I’m building a dashboard that will have have 3 columns that each look at an application from a different perspective as shown below.
1) Application Health (Processes running/TCP Ports listening)
2) System Health (Memory/CPU/Disk/etc.)
3) Database Health (DB Management Pack metrics)
System and Database are complete, but I need help figuring out how to instrument the application health in SCOM/Squaredup. Notice that I have 2 Data Centers that have the same apps running on different servers. In each DC, I’d like to monitor the health of the application on all servers hosting that application. For example, let’s say “BOS” application has 2 servers behind a load balancer and they both run the same apps/processes. I’d like this BOS-App icon to show Green if both servers have both processes running (a.exe and b.exe). If any process is not running on either of the 2 servers in this Datacenter, I’d like that icon to go yellow. If any process is down on both servers in this Datacenter, I’d like the icon to go red. The same goes for Datacenter 2 – two different servers running the same 2 processes. See diagram below. The circles next to the application are the ones I’m trying to focus on. Note, that I already used VADA to build out the DAs for the “Sys” column of icons that are linked to SCOM IDs and are working perfectly.
Looking for recommendations on how to build the objects in SCOM or VADA/SCOM to monitor only the application .EXEs for the 2 servers and roll up the status as described. Do I start with building out a DA with the 2 servers in VADA and then create another DA in SCOM to roll the status up to this “parent” DA? In that case, can I disable all system level monitors on these 2 servers in SCOM for these DAs and not affect the other DAs used for the “System” icons? Or do I build groups or DAs in SCOM somehow to monitor the applications? I don’t know how to make this work properly in SCOM, without affecting the systems that are already part of other DAs.
The goal is to be able to quickly see from a single pane of glass if there is an application problem, system problem, or a database problem affecting the application.
Marnix Wolf has a pretty decent series on DA’s and how they should be used:
Why should one consider using DAs?
I mean, you’re already monitoring your servers operating systems, Virtual Infrastructure, network, SQL, IIS, DNS, AD and the lot. So monitoring is already in place. Why add more like DAs for instance? Because it looks sharp? Has a nice ring to it?

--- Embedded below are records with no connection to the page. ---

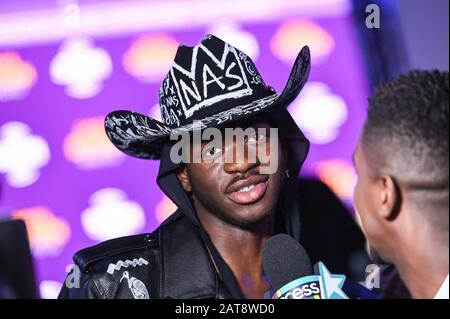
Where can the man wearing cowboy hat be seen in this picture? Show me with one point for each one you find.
(211, 247)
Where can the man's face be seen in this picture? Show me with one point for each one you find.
(236, 191)
(366, 200)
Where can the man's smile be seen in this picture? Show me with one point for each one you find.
(248, 191)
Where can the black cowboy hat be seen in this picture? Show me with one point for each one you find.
(212, 83)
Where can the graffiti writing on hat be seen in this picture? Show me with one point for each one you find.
(208, 81)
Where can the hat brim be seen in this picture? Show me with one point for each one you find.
(141, 136)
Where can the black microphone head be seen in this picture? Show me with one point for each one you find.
(285, 260)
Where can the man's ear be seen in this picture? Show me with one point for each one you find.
(183, 177)
(390, 198)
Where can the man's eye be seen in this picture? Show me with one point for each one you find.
(257, 138)
(211, 151)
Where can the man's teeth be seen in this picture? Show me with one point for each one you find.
(246, 188)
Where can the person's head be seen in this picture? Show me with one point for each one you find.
(238, 190)
(402, 162)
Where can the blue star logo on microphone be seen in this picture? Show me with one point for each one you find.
(331, 285)
(325, 285)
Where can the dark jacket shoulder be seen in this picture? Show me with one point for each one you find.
(125, 267)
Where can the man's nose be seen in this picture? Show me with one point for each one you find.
(240, 163)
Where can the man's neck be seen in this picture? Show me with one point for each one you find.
(423, 261)
(241, 249)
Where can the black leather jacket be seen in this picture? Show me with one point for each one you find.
(171, 262)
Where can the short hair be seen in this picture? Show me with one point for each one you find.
(407, 129)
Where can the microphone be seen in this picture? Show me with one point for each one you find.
(289, 271)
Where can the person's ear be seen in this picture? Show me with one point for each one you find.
(183, 177)
(390, 198)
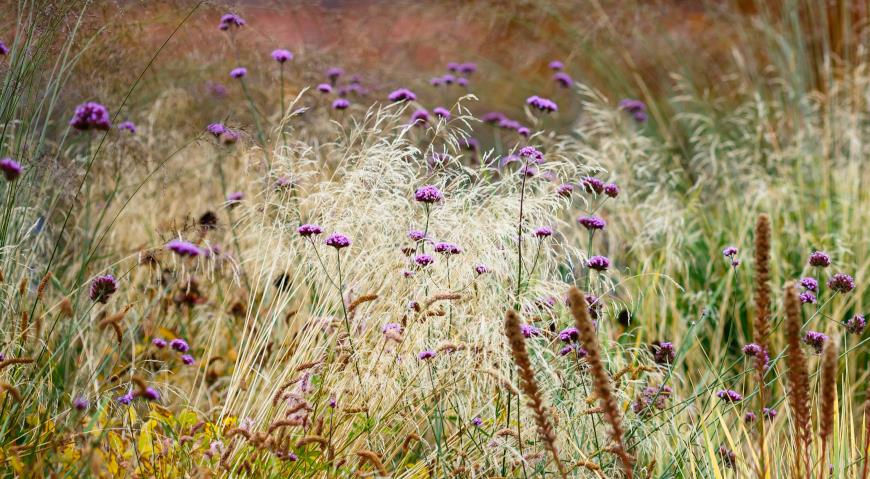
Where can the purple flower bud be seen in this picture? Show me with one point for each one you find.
(309, 230)
(184, 248)
(592, 222)
(281, 55)
(102, 287)
(598, 263)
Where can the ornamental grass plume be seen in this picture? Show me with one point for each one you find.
(798, 378)
(600, 379)
(828, 393)
(513, 331)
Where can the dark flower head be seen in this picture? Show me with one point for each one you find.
(420, 117)
(530, 330)
(568, 334)
(423, 260)
(841, 283)
(729, 395)
(427, 354)
(542, 104)
(333, 74)
(468, 68)
(592, 222)
(184, 248)
(492, 117)
(281, 55)
(543, 232)
(91, 116)
(663, 352)
(80, 403)
(11, 169)
(810, 284)
(816, 340)
(127, 125)
(856, 324)
(428, 194)
(807, 297)
(102, 287)
(441, 112)
(592, 185)
(179, 345)
(447, 249)
(563, 79)
(402, 94)
(230, 20)
(532, 154)
(337, 241)
(820, 259)
(151, 394)
(216, 129)
(598, 263)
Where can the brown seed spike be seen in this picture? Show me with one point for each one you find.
(600, 380)
(530, 386)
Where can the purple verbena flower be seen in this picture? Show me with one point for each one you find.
(810, 283)
(91, 116)
(816, 340)
(179, 345)
(11, 169)
(423, 260)
(820, 259)
(729, 395)
(428, 194)
(856, 324)
(102, 287)
(598, 263)
(841, 283)
(337, 241)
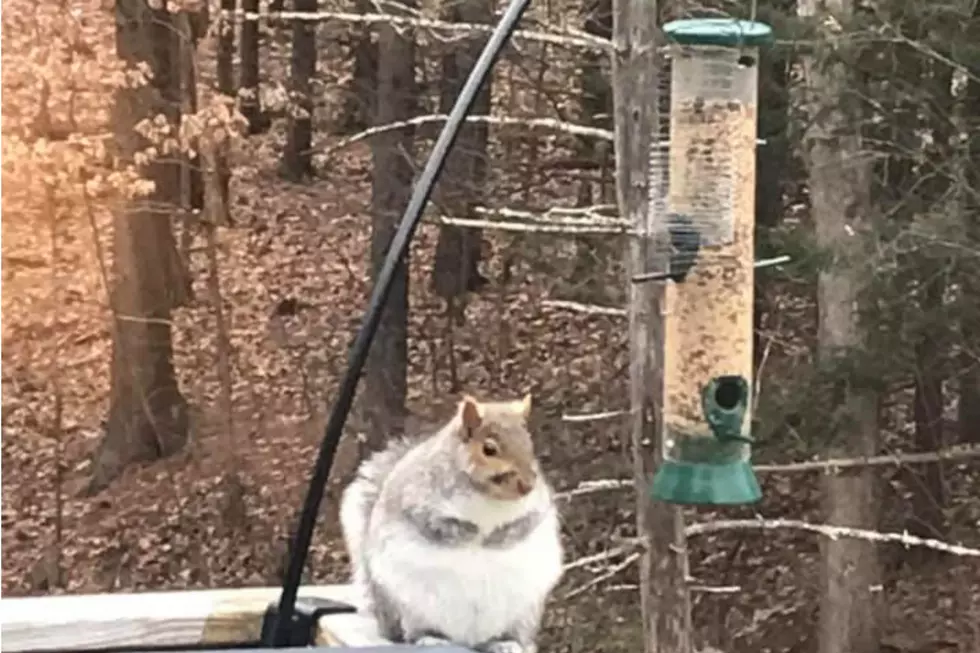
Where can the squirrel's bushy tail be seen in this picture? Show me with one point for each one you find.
(360, 497)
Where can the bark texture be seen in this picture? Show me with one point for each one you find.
(148, 416)
(385, 377)
(840, 186)
(663, 566)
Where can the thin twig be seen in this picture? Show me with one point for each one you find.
(612, 571)
(952, 453)
(553, 228)
(833, 532)
(591, 309)
(602, 556)
(577, 40)
(533, 123)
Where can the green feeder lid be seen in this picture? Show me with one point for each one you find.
(718, 31)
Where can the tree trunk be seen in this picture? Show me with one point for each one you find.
(773, 160)
(297, 159)
(663, 565)
(248, 81)
(148, 416)
(456, 270)
(929, 492)
(221, 213)
(840, 183)
(596, 110)
(387, 365)
(968, 417)
(360, 104)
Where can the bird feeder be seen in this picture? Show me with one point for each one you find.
(704, 221)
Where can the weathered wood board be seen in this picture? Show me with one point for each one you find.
(186, 618)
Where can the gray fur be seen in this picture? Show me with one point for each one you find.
(386, 614)
(443, 531)
(507, 535)
(366, 487)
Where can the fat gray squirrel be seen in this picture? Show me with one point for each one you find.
(454, 538)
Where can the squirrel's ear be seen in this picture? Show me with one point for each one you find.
(526, 405)
(469, 411)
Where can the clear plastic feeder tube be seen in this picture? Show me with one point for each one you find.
(707, 365)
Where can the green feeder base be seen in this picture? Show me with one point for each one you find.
(706, 484)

No way. Because until now you’re monitoring components. A whole bunch of them. But many times business critical processes, applications and ICT environments are groups of those very same components. Wouldn’t it be nice to know when SQL server A bites the dust that Business Critical Application XYZ is still functional but when SQL Server B bites the dust it’s time for some action in order to prevent a real outage of the same application?
I think this series will cover off what you need, give you an idea of how to structure your DA’s and what you can achieve if done right.
It seems as though this is the sort of layout you are trying to achieve (although your application has far fewer components) from part 3 of the series:
Rich – Looks like you may have your prayers answered (caveat – slide does say “guidance only”)
Looks like VADA vNext will automatically use the components of an application within the DA
Taken from the coffee break (2017 roundup)
The links provided help to some degree. But, not being a SCOM expert, I’m not sure if I can create DAs with the same list of servers and only enable process monitoring within one DA and OS monitoring (disk/cpu/memory) in the other DA.
If so, then that seems like the best approach… Create 2 sets of DAs (one for System monitoring and the other for process or service monitoring).
Focusing on the Application DA, I would then create a single component group with the 2 servers in it. This could be done using VADA.
After importing that DA into SCOM, this is where it gets fuzzy for me. I assume that I can disable all disk/cpu/memory related monitors in this “App” DA and enable the application/process monitors in this DA.
From there, we have the correct monitors setup in the DA and can focus on the rollup behavior by setting the component group health rollup policy to “Worst state of a percentage” and set it such that if >0% and <100% of components fail we get a warning status and if 100%, we get a critical status.
Sound about right or way off base?
You could also put the services in a group and then use Tao Yang’s Group Health Rollup MP to configure the health state of the group. You can mix different types of objects in the group and have their respective health roll up to the top level.